Nose:  Light mint, cinnamon, and oak stuck my olfactory senses. The unexpected quality was a waft of maple syrup. That's not something I'd normally find in a high-rye mash. When I breathed in the vapor through my mouth, vanilla mint caressed my palate.


Palate:  Thick and full-bodied, the initial flavors consisted of vanilla and toasted oak. As the whiskey moved to the middle, I tasted black pepper, caramel, and orange peel. Clove, rye spice, and oak made up the back palate.


Finish:  The medium-length finish was spicy with rye, dry oak, barrel char, and mint.

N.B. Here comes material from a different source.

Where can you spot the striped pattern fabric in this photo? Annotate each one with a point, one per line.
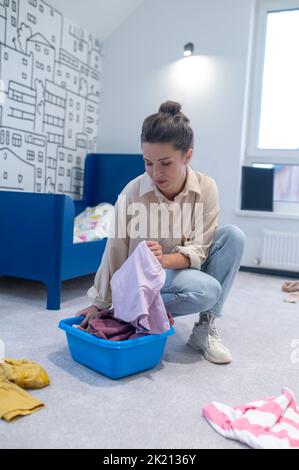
(271, 423)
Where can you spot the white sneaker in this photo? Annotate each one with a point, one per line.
(205, 338)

Bottle, Bar, or Bust:  Batch A14R was simple and tasty. The maple syrup on the nose threw me for a loop. The spiciness this blend targeted did not disappoint, and was enjoyable. Is it worth $110.00?  I find myself leaning at a Bar rating for this one.

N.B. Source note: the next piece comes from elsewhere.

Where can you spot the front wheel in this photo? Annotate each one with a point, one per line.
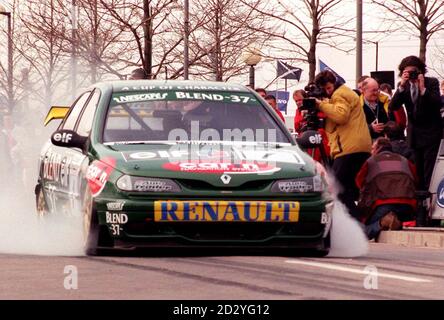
(40, 202)
(94, 235)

Final Thoughts:  And that's a taste of what you can expect from the Barrell Private Release Series.  I was fascinated by two things: the lack of any numbness on tingling despite the higher proofs and how only the A05A tasted of Flintstones vitamins despite all five having a Dickel component.  My favorite by a mile was A31i. This was an interesting tasting for me and the ratings were all over the spectrum, which kept things fun. Cheers!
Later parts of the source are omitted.